Answer
The flux:
$\Phi \left( t \right) \approx - 1.56 \times {10^{ - 5}}{{\rm{e}}^{ - 0.1t}}$ ${\rm{T - }}{m^2}$
The voltage drop:
$\mathop \smallint \limits_C^{} {\bf{E}}\cdot{\rm{d}}{\bf{r}} = - 1.56 \times {10^{ - 6}}{{\rm{e}}^{ - 0.1t}}$ volts
Work Step by Step
Referring to Figure 17, and also see the figure attached, we can consider the triangular region ${\cal R}$ be defined by
${\cal R} = \left\{ {\left( {x,y} \right):3 \le y \le 9,y - 9 \le y \le 9 - y} \right\}$
The parametrization of ${\cal R}$ is given by $G\left( {x,y} \right) = \left( {x,y} \right)$.

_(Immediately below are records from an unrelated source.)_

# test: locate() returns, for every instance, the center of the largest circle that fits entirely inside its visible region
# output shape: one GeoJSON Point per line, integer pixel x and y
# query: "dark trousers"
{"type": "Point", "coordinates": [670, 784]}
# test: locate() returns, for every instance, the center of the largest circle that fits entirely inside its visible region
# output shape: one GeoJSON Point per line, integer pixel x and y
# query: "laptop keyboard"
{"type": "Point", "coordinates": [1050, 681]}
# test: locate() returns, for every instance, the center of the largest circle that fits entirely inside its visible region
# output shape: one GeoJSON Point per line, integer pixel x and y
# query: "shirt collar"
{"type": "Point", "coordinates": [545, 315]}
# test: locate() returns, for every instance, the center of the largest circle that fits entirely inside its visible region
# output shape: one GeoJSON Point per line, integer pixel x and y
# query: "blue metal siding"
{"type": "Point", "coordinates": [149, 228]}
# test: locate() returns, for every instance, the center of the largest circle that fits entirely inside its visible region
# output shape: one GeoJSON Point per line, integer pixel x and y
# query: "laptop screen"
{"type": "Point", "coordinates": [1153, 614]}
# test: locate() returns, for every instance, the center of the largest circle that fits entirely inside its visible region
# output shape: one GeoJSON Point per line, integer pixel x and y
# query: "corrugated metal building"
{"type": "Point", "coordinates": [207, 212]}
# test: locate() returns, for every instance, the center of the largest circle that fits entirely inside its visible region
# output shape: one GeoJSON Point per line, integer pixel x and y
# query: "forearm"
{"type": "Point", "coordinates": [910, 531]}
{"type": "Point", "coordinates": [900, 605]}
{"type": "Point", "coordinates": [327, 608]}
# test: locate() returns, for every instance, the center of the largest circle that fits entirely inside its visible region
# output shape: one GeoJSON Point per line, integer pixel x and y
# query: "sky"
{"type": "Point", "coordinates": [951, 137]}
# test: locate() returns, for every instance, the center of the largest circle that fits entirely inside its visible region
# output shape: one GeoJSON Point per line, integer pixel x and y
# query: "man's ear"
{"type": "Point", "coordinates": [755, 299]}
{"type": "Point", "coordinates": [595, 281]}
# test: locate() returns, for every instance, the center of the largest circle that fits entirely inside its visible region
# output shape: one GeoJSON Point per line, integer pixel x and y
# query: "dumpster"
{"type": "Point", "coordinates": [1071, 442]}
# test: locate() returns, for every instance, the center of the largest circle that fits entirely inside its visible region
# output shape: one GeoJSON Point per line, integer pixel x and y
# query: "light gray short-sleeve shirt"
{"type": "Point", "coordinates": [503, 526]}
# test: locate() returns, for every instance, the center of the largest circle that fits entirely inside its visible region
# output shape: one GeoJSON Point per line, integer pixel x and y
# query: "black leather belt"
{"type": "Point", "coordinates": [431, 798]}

Referring to Example 5 and Figure 13(B), we have ${\bf{N}} = {\bf{k}}$. Since ${\bf{B}}$ points into the page, so
${\bf{B}} = - \dfrac{{{\mu _0}i}}{{2\pi y}}{\bf{k}}$
By Eq. (3), the flux $\Phi \left( t \right)$ of ${\bf{B}}$ through ${\cal R}$ at time t is
$\Phi \left( t \right) = \mathop \smallint \limits_{}^{} \mathop \smallint \limits_{\cal R}^{} {\bf{B}}\cdot{\rm{d}}{\bf{S}} = \mathop \smallint \limits_{y = 3}^9 \mathop \smallint \limits_{x = y - 9}^{9 - y} {\bf{B}}\cdot{\bf{N}}{\rm{d}}x{\rm{d}}y$
$\Phi \left( t \right) = - \mathop \smallint \limits_{y = 3}^9 \mathop \smallint \limits_{x = y - 9}^{9 - y} \dfrac{{{\mu _0}i}}{{2\pi y}}{\rm{d}}x{\rm{d}}y$
$\Phi \left( t \right) = - \dfrac{{{\mu _0}i}}{{2\pi }}\mathop \smallint \limits_{y = 3}^9 \dfrac{1}{y}\left( {18 - 2y} \right){\rm{d}}y = - \dfrac{{{\mu _0}i}}{{2\pi }}\left( {\mathop \smallint \limits_{y = 3}^9 \dfrac{{18}}{y}{\rm{d}}y - \mathop \smallint \limits_{y = 3}^9 2{\rm{d}}y} \right)$
$\Phi \left( t \right) = - \dfrac{{{\mu _0}i}}{{2\pi }}\left( {18\ln y|_3^9 - 12} \right) = - \dfrac{{{\mu _0}i}}{{2\pi }}\left( {18\ln 3 - 12} \right)$
Since $i\left( t \right) = 10{{\rm{e}}^{ - 0.1t}}$ and ${\mu _0} = 4\pi \cdot{10^{ - 7}}$, so
$\Phi \left( t \right) = - \dfrac{{4\pi \cdot {{10}^{ - 7}}}}{{2\pi }}\left( {10{{\rm{e}}^{ - 0.1t}}} \right)\left( {18\ln 3 - 12} \right) \approx - 1.56 \times {10^{ - 5}}{{\rm{e}}^{ - 0.1t}}$
So, the flux is $\Phi \left( t \right) \approx - 1.56 \times {10^{ - 5}}{{\rm{e}}^{ - 0.1t}}$ ${\rm{T - }}{m^2}$.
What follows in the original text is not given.